Retirement Plan Tax Allocation Strategies

Retirement Plan Tax Allocation – Tax Now, Tax Later, or Never Taxed

By Graham Wickham, CEO & President

If you’ve engaged a financial or investment advisor, at some point they’ve probably talked to you about investment allocation. But when was the last time someone talked to you about tax allocation and those accounts?

Tax planning for retirement is incredibly valuable in helping you maximize your retirement savings. By understanding the different types of retirement accounts and how tax allocations work, you can develop strategies that reduce your current taxable income, defer paying taxes until later years, or even take advantage of completely tax-free gains upon withdrawal in the future.

When it comes to taxes on your savings and investments, there are basically three primary buckets: taxed now, taxed later, and never taxed

So what do we mean by “taxed now?” Taxed now means that if you have a brokerage account with stocks, bonds, and mutual funds in it, it could generate various sorts of taxable events. This could be dividends from your investments or capital gains when you sell an asset at a profit. 
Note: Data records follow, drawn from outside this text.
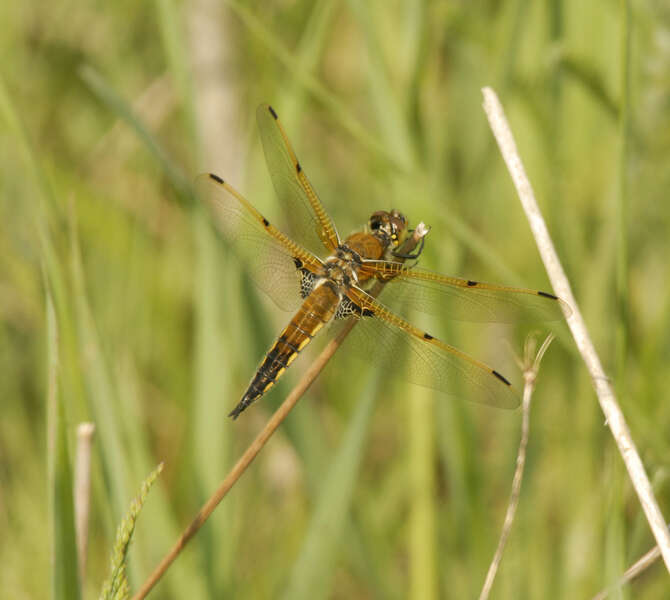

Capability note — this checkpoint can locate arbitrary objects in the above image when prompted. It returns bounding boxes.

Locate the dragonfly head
[368,209,409,250]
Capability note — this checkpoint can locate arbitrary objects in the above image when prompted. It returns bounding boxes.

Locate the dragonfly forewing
[196,173,323,312]
[257,104,341,258]
[361,262,570,323]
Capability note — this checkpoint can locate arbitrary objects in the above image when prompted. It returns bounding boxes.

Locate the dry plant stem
[131,227,427,600]
[74,422,95,586]
[481,86,670,572]
[479,334,554,600]
[591,523,670,600]
[130,330,348,600]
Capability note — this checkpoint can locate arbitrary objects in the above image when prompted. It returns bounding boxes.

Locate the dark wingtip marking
[467,280,477,287]
[296,162,302,173]
[268,105,278,119]
[209,173,224,184]
[538,290,558,300]
[362,308,374,317]
[492,370,512,386]
[262,217,270,227]
[423,332,434,340]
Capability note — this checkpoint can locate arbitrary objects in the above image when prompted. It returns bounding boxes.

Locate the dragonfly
[196,104,568,419]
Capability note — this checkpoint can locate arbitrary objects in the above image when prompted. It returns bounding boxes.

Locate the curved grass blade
[47,288,82,600]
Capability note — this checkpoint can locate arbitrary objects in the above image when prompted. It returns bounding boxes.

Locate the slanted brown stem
[131,225,428,600]
[481,86,670,572]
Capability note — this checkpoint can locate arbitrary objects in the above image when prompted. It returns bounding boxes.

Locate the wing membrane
[339,287,519,409]
[256,104,340,257]
[360,261,569,323]
[196,173,323,312]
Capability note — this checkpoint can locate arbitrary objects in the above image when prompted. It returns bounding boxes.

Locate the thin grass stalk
[478,334,555,600]
[481,86,670,572]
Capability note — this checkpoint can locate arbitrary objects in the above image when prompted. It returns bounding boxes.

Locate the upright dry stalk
[479,334,555,600]
[74,422,95,586]
[481,86,670,572]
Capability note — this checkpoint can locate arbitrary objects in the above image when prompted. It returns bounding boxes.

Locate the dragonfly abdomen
[229,283,340,419]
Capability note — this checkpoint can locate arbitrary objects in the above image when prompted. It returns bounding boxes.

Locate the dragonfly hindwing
[335,295,375,320]
[293,257,318,299]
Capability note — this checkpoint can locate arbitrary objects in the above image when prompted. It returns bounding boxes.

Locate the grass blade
[47,287,82,600]
[408,388,437,600]
[79,65,191,196]
[281,383,376,600]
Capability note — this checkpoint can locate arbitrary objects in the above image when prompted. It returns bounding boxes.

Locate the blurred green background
[2,0,670,598]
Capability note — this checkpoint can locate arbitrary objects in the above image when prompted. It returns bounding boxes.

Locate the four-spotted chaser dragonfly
[196,104,568,419]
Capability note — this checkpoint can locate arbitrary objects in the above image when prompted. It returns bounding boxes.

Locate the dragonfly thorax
[322,245,363,292]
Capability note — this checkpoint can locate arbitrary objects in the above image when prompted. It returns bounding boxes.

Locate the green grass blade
[281,384,376,600]
[615,0,631,392]
[275,0,339,127]
[560,56,618,121]
[192,211,236,592]
[225,0,400,168]
[47,287,82,600]
[0,75,68,312]
[408,388,437,600]
[69,208,130,516]
[346,0,415,168]
[79,65,191,196]
[155,0,199,154]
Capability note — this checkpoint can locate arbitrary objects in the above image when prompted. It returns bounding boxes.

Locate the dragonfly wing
[360,262,570,323]
[338,287,519,409]
[196,173,324,312]
[256,104,340,257]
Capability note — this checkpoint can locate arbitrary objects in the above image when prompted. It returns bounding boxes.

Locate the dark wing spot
[467,280,478,287]
[293,257,303,268]
[423,332,434,340]
[262,217,270,227]
[492,370,512,386]
[362,308,374,317]
[538,290,558,300]
[296,162,302,173]
[209,173,224,184]
[268,105,278,119]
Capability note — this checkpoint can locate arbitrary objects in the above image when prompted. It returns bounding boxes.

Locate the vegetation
[2,1,669,598]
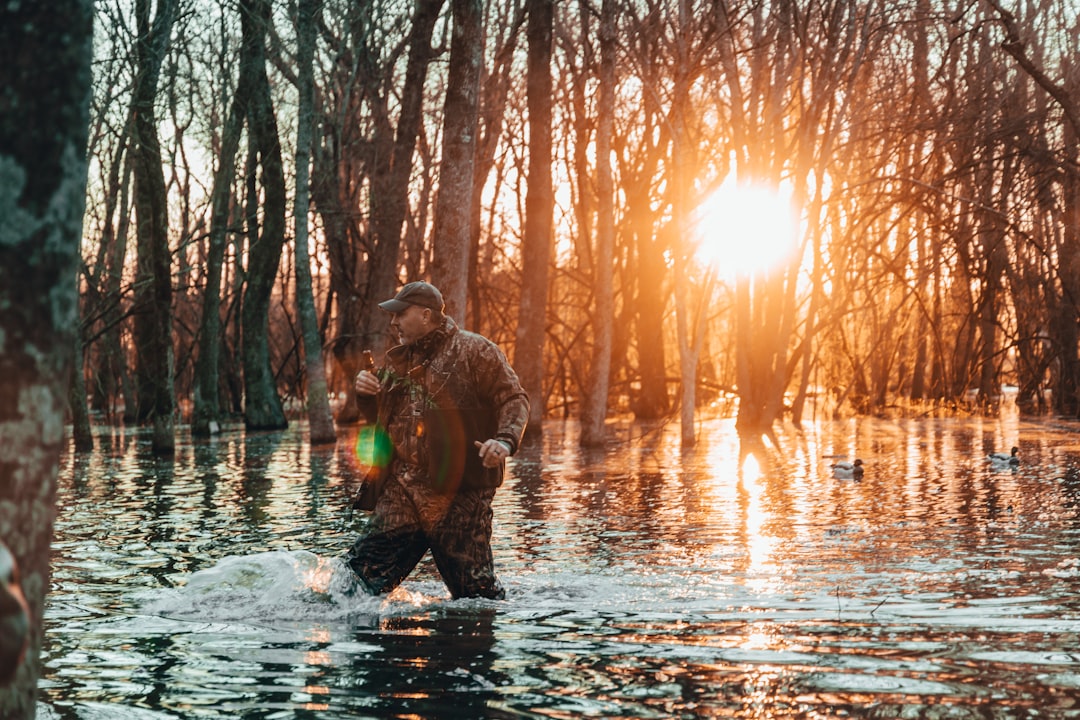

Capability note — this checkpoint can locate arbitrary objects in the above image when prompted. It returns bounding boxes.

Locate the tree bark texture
[430,0,484,322]
[0,2,93,715]
[518,0,555,438]
[580,0,614,447]
[241,0,288,431]
[192,84,248,436]
[130,0,178,453]
[294,0,337,445]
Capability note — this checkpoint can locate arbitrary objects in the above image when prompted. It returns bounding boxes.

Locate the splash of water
[138,550,432,623]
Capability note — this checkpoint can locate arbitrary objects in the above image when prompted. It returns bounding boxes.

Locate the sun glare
[693,179,797,277]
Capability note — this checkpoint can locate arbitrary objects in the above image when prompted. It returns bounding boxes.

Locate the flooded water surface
[42,413,1080,718]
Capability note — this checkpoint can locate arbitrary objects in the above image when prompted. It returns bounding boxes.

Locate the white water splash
[140,549,444,623]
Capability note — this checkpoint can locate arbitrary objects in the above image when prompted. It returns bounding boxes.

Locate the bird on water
[831,458,864,480]
[986,446,1020,469]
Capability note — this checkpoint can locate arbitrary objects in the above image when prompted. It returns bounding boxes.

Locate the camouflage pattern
[359,316,529,491]
[346,464,503,600]
[348,316,527,599]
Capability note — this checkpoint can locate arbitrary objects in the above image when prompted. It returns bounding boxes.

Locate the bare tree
[193,5,251,436]
[430,0,485,320]
[986,0,1080,416]
[517,0,555,438]
[294,0,337,444]
[241,0,288,430]
[130,0,179,453]
[365,0,447,347]
[316,0,445,424]
[579,0,615,446]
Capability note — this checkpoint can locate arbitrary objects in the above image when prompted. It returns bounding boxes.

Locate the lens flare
[355,425,392,469]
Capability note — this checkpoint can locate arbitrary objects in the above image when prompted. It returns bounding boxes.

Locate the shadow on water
[40,413,1080,718]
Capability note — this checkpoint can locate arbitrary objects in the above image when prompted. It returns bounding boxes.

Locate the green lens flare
[355,425,392,468]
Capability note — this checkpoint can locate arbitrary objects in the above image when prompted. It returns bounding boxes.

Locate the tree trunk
[0,2,92,715]
[69,330,93,452]
[192,93,247,436]
[580,0,614,447]
[89,131,131,419]
[430,0,484,322]
[241,0,288,431]
[517,0,555,438]
[130,0,178,454]
[632,204,670,419]
[467,8,522,330]
[669,7,698,447]
[313,143,363,423]
[295,0,336,445]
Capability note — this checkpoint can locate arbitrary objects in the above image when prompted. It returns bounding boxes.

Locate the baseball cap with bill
[378,281,445,313]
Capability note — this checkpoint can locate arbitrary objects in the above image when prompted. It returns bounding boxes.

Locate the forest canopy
[76,0,1080,451]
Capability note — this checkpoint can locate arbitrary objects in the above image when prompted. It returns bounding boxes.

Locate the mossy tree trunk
[0,2,93,716]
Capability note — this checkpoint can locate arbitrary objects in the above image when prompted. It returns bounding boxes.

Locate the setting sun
[693,178,797,277]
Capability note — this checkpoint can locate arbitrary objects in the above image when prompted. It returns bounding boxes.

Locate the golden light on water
[739,452,779,590]
[741,452,762,483]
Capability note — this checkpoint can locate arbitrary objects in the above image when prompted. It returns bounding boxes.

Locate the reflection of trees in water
[238,434,280,525]
[296,609,505,716]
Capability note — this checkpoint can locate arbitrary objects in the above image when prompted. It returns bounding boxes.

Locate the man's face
[389,304,432,345]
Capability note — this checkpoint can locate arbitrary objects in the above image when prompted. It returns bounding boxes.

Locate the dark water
[40,411,1080,718]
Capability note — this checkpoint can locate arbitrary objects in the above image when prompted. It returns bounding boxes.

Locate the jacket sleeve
[475,338,530,454]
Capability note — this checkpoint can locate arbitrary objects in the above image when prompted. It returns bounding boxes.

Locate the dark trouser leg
[346,478,428,595]
[428,487,504,600]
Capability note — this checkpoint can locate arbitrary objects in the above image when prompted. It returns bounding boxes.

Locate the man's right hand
[354,370,380,396]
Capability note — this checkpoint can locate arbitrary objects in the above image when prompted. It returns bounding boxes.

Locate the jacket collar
[388,316,457,369]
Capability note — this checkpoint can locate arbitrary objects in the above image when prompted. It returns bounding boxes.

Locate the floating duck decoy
[986,446,1020,468]
[831,458,864,479]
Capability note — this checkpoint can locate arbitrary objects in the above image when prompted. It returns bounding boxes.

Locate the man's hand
[354,370,380,396]
[474,439,511,468]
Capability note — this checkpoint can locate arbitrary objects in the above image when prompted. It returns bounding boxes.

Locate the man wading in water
[347,281,529,599]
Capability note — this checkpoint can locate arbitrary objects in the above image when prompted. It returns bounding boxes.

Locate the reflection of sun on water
[740,453,781,593]
[700,438,781,592]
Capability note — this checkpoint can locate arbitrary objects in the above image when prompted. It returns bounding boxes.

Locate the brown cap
[378,281,445,313]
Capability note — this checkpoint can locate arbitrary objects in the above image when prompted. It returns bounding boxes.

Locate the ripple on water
[41,417,1080,718]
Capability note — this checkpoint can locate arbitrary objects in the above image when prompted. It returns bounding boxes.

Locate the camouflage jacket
[359,317,529,492]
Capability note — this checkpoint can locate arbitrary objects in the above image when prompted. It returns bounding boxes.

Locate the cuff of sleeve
[495,434,517,455]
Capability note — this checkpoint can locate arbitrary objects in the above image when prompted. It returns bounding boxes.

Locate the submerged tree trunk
[0,2,92,715]
[294,0,336,445]
[241,0,288,431]
[192,87,247,436]
[518,0,554,439]
[633,212,669,419]
[192,5,256,437]
[69,330,93,452]
[580,0,614,447]
[130,0,179,454]
[89,129,133,420]
[430,0,484,321]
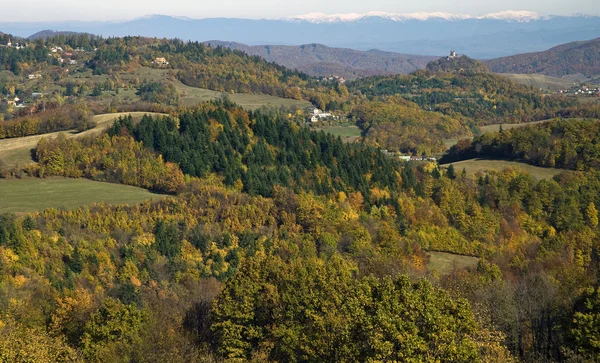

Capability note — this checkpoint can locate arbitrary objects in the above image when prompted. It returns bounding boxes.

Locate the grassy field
[427,251,479,275]
[0,112,163,168]
[442,159,565,180]
[501,73,578,92]
[117,67,312,110]
[479,119,552,134]
[0,177,162,213]
[313,123,362,142]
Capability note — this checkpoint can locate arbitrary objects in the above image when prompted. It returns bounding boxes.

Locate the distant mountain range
[0,11,599,58]
[484,37,600,78]
[205,41,438,79]
[27,30,86,40]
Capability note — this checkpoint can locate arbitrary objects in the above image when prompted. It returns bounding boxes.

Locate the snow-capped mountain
[1,11,598,58]
[286,10,546,23]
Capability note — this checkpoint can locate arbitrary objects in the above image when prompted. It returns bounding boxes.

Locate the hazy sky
[1,0,598,22]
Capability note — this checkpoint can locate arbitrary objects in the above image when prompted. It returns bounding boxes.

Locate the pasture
[442,159,565,180]
[313,123,362,142]
[0,177,162,213]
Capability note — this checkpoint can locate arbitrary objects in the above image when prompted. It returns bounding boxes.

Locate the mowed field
[501,73,578,91]
[0,112,163,168]
[0,177,162,213]
[313,123,362,143]
[427,251,479,276]
[443,159,565,180]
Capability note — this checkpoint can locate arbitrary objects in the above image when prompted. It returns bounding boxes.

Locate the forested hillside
[485,38,600,78]
[351,96,470,154]
[204,41,438,79]
[1,99,600,361]
[442,118,600,170]
[347,67,576,125]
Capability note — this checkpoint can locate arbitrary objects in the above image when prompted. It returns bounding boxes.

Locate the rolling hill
[204,41,437,79]
[485,37,600,78]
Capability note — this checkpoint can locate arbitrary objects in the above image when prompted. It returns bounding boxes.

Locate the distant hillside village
[558,85,600,96]
[0,38,97,117]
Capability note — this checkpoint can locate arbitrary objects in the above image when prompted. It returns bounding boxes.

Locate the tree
[567,287,600,361]
[154,220,181,259]
[586,202,599,228]
[447,164,457,180]
[81,298,147,361]
[210,254,497,362]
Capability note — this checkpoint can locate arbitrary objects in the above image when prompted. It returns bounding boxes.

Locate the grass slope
[313,124,362,143]
[121,67,312,110]
[0,177,162,213]
[443,159,565,180]
[478,119,553,134]
[0,112,163,168]
[501,73,577,92]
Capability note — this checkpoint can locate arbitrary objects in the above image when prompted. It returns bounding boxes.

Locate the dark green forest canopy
[112,101,402,201]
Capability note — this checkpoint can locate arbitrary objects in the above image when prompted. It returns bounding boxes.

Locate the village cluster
[558,85,600,96]
[0,39,95,113]
[382,149,438,162]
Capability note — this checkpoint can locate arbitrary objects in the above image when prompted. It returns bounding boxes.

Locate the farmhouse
[308,108,336,122]
[154,57,169,65]
[5,97,21,107]
[28,74,42,80]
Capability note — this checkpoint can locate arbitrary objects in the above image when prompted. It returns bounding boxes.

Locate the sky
[1,0,598,22]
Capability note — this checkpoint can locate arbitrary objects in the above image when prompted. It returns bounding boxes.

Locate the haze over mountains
[485,37,600,78]
[1,11,599,58]
[204,41,437,79]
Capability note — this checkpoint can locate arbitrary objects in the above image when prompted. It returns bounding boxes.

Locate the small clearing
[427,251,479,276]
[442,159,565,180]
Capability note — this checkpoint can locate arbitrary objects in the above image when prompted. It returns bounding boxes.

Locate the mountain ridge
[284,10,548,23]
[485,37,600,77]
[204,41,438,78]
[1,13,599,58]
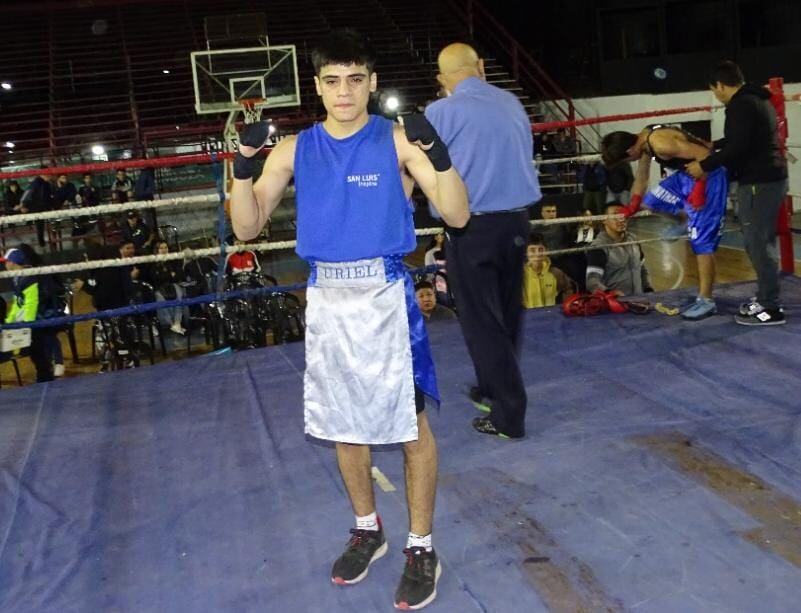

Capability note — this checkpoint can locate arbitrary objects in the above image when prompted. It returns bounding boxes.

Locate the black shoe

The “taxed later” bucket includes things like your 401k or individual retirement account (IRA). With these plans, you can choose to invest pre-tax dollars, which reduces your taxable income in the same year. This means you’ll pay less in taxes now and more when you withdraw from the account during retirement. However, once withdrawn from an IRA, all earnings are taxed as ordinary income at current rates, so it may be advantageous to defer tax liabilities into future years, if possible. Another “taxed later” plan is a pension, which is taxed as you draw money from it in your retirement.

Finally, there are a couple of things that are never taxed. One is life insurance, which can build up substantial cash value. Distributions from a life insurance policy are never taxed. Additionally, distributions from a Roth IRA aren’t taxed if you’ve held the IRA for five years from the first contribution and you’re over 59 ½ (since you already paid taxes on that money before you placed it in the IRA). 

Overall, careful planning and consideration of various factors like retirement goals, income bracket and timelines can make all the difference when creating your long-term financial plan – helping you save money now while still keeping an eye towards achieving your future objectives. Just don’t forget about taxes and how they impact how much money ends up in your pocket at the end of the day.